9 Visualizing Microbes 9/16-9/22
Procedure
Performing a Gram Stain
- Label the microscope slide
- Detach pipette tip box lid or use self-provided tupperware/ container to use for catching extra dyes
- Add sample to the glass microscope slide (choose one of the following):
- Cheek Swab: Drag swab across cheek. Add small drop of water to a glass slide and use swab to make a small smear of cells across the slide. (It might not be visible) Follow video tutorial above to see how to take a cheek sample and mount it onto a slide.
- Bacterial culture: Take a loopful from one of your liquid bacterial cultures and make a small smear across your glass slide.
- Allow the suspension to AIR DRY COMPLETELY.
- Fixation of the cells: add 100 μl of ethanol (decolorized) to your slide on top of the dried smear and fix cells to slide for 30-60 seconds. Let run off and continue with the next step.
- Primary Stain – Crystal Violet: Using the P200 pipette (with a pipette tip, draw up 100 μl of CV and gently add to fixed sample and spread liquid over the entire sample area. Let CV sit for 1 minute on slide.
- Mordant – Gram’s Iodine: Using a transfer pipette, draw up 0.1mL of iodine (first notch of pipette) and gently add to the slide and mix with CV. Let iodine stand for 1 minute on slide
- Decolorization – 95% EtOH: Pick up microscope slide with clothespin. Using your P1000 pipette (and tip), draw up 0.5 mL of decolorizer, use more if needed. Tilt the slide into upturned box lid and add decolorizer DROP BY DROP until run-off is completely clear.

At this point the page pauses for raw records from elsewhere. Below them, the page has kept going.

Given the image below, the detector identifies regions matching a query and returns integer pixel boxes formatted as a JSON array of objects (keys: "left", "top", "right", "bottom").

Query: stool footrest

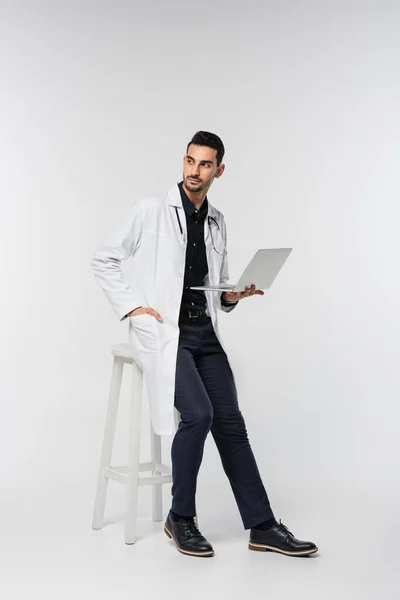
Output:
[{"left": 103, "top": 462, "right": 172, "bottom": 485}]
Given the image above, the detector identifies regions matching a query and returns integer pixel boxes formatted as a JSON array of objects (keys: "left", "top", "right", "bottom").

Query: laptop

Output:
[{"left": 190, "top": 248, "right": 293, "bottom": 292}]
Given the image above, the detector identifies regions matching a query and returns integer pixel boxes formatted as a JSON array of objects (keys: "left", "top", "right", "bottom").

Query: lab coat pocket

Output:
[{"left": 129, "top": 313, "right": 158, "bottom": 354}]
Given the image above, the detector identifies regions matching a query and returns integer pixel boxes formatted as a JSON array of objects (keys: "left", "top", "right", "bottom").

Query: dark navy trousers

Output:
[{"left": 171, "top": 316, "right": 274, "bottom": 529}]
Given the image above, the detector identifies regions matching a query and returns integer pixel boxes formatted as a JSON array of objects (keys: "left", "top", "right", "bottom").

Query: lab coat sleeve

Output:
[
  {"left": 90, "top": 200, "right": 143, "bottom": 321},
  {"left": 217, "top": 220, "right": 238, "bottom": 312}
]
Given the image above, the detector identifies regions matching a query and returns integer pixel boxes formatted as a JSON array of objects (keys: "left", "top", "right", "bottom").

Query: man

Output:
[{"left": 91, "top": 131, "right": 318, "bottom": 557}]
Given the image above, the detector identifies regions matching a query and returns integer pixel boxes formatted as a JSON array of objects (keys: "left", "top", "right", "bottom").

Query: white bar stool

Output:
[{"left": 92, "top": 344, "right": 180, "bottom": 544}]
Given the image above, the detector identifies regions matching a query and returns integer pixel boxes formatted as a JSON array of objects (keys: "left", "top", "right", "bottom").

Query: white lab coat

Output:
[{"left": 90, "top": 184, "right": 236, "bottom": 435}]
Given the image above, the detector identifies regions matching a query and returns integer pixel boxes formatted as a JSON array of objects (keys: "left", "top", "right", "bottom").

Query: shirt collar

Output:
[{"left": 178, "top": 181, "right": 208, "bottom": 217}]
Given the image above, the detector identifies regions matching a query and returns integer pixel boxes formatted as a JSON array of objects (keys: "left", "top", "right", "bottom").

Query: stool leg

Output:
[
  {"left": 150, "top": 419, "right": 163, "bottom": 521},
  {"left": 125, "top": 362, "right": 143, "bottom": 544},
  {"left": 92, "top": 356, "right": 124, "bottom": 529}
]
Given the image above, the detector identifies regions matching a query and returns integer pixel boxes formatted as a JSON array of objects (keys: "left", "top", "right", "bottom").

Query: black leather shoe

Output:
[
  {"left": 164, "top": 512, "right": 214, "bottom": 556},
  {"left": 249, "top": 519, "right": 318, "bottom": 556}
]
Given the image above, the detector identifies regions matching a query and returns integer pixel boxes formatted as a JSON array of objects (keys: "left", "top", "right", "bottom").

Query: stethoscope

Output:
[{"left": 175, "top": 206, "right": 226, "bottom": 256}]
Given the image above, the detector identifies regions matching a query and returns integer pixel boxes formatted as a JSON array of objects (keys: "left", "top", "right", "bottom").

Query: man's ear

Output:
[{"left": 215, "top": 163, "right": 225, "bottom": 178}]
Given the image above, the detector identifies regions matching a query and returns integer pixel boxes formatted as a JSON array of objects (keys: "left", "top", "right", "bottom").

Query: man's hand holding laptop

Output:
[{"left": 224, "top": 283, "right": 264, "bottom": 302}]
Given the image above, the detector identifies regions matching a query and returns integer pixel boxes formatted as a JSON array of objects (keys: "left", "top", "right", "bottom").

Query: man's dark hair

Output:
[{"left": 186, "top": 131, "right": 225, "bottom": 167}]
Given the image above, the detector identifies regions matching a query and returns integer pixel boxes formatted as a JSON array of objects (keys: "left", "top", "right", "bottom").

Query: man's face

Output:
[{"left": 183, "top": 144, "right": 225, "bottom": 192}]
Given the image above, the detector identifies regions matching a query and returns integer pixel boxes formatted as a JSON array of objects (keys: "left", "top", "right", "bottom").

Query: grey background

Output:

- Rise gently with a stream of water for 2-3 seconds, using a transfer plastic pipette.
- Counter Stain – Safranin: Using your P200 pipette, draw up 0.2 mL of safranin (first notch of pipette) and gently add to the slide and let stand for 30-60 seconds.
- Rise gently with water for 2-3 seconds
- Blot (DO NOT RUB) the smear dry with bibulous paper (put the slide between the sheets and tap gently).
- View your gram stain slide under the microscope. Reference back to the “Art of Microscopy & Life in a Drop of Water” module for tutorials about viewing slides and using your microscope.
In this chapter, I learned how to perform a gram stain. The Gram stain is a method to classify bacteria based on their cell wall structure. It involves staining with crystal violet, fixing the dye with iodine, decolorizing with alcohol or acetone (which removes the dye from Gram-negative bacteria), and counterstaining with safranin to color Gram-negative bacteria pink while Gram-positive bacteria remain purple due to their thick peptidoglycan layer. Gram-negative bacteria, with a thinner peptidoglycan layer and an outer membrane, lose the initial dye during decolorization. Not all bacteria fit neatly into these categories, as some have unique cell walls (e.g., Mycobacterium) or lack walls entirely (e.g., Mycoplasma). Microscopic observation distinguishes Gram-positive (purple) from Gram-negative (pink) bacteria.
The stain test, particularly the Gram stain, is crucial for identifying bacteria by distinguishing them as Gram-positive or Gram-negative based on their cell wall structure. This differentiation helps guide antibiotic treatment, as the two groups respond differently to medications like penicillin. It also aids in diagnosing bacterial infections, understanding bacterial morphology and behavior, and tracking outbreaks in public health. In research, stain tests serve as a foundation for studying bacterial properties and identifying unknown species, ensuring timely and precise interventions in clinical and laboratory settings.